Their distinctive amalgam of soul, reggae, R'n'B, jazz, dub and pop was delivered on cornerstone albums Based on a True Story which included their irrepressible breakout single Wandering Eye (2005), Blackbird (debuting at number one on the New Zealand music charts in 2013) and Dr Boondigga and the Big BW (2015) .
Energetic touring and expansive live albums (notably Live at Roundhouse, London recorded in 2008) earned them acclaim here (music awards, international achievement accolades, best group nominations and wins) and overseas (Berlin, London, Paris).
Bays (2015) continued to broaden their palette (sonic unease, world weariness by singer Dallas Tamaira, groove-riding into the Caribbean) but Special Edition Vol 1 (2019) sounded more like a placeholder.
Last year's Lock-In (now more than 30 weeks on the local top 20 chart) confidently reset the compass.
Their new album Wairunga, released with an hour-long doco and named for their rural retreat above Waimārama Beach where the album was recorded outdoors, rehits Wairunga Blues (from Bays) and Bones (Blackbird) alongside five new songs.
There's a languid, Pasifika-soul sound to the humid opener Coffee Black which becomes increasingly oppressive as percussion and horns enter until the repeated “you're falling but you feel like you're flying” takes on dark resonances.
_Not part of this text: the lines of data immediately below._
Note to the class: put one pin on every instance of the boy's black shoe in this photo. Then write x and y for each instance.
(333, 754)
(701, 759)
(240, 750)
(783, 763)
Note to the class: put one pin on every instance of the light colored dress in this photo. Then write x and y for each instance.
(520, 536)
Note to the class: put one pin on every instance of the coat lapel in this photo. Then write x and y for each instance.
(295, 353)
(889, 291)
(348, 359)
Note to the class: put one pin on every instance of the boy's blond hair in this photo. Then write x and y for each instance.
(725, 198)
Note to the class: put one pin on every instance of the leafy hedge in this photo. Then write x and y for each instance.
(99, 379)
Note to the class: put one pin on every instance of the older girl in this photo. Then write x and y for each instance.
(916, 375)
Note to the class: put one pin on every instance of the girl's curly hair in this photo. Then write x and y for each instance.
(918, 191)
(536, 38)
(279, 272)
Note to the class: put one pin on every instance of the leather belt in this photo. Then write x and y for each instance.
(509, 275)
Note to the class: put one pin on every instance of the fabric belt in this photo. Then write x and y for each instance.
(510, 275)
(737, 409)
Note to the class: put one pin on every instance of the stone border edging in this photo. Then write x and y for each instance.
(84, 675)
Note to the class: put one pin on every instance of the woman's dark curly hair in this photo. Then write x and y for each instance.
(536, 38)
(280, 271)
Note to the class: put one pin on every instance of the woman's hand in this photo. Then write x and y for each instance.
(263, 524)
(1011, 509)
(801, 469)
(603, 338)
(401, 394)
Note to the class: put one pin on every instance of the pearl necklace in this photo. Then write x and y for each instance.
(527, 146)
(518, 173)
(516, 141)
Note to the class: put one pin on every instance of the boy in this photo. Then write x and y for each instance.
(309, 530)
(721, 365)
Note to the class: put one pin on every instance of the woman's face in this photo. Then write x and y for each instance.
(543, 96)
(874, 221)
The idyll turns menacing with “it's been wearing me down, I can't take it no more, you got the world in your hands but still you want more”.
It's an impressive opener leading into their spring-heeled revision of Bones, which pulls up the chugging funk for more urgency with jazzy horns stinging and swinging over the popping bass and keyboards. Before a leisurely dubadelic ride into the sunset.
Wairunga Blues similarly arrives with more punch although again not quite a substantial reinvention, so attention falls on the new material: the retro-dancehall reggae lope of Bush Telegraph with its electro-pop colouring, subtle Nyabinghi-referencing percussion, dub touches and MC Slave to the fore; the electronica-cum-dub overdrive of the relentless Dig Deep; and Shady which emerges out of a minimal, repeated musical phrase and rhythm into a hand-clap, shape-shifting stadium-shaker.
And especially the 11-minute-plus psychedelic-dub riddum-driven groove of Leave Your Window Open (exceptional home listening, no doubt soon to become a live favourite).
With snippets of chat between some tracks, Wairunga is a mood-evoking album recorded live with superb mixing afterwards.
Our decades-long association with Fat Freddy's Drop can mean higher expectations and taking their special gifts for granted as we nod to the easy familiarity of their signature sound.
But on the evidence of some intelligent envelope-pushing and genre-blending here, they'll be around after others have passed this way to lesser effect.
Fat Freddy's Drop, Wairunga is available now on double vinyl and at bandcamp.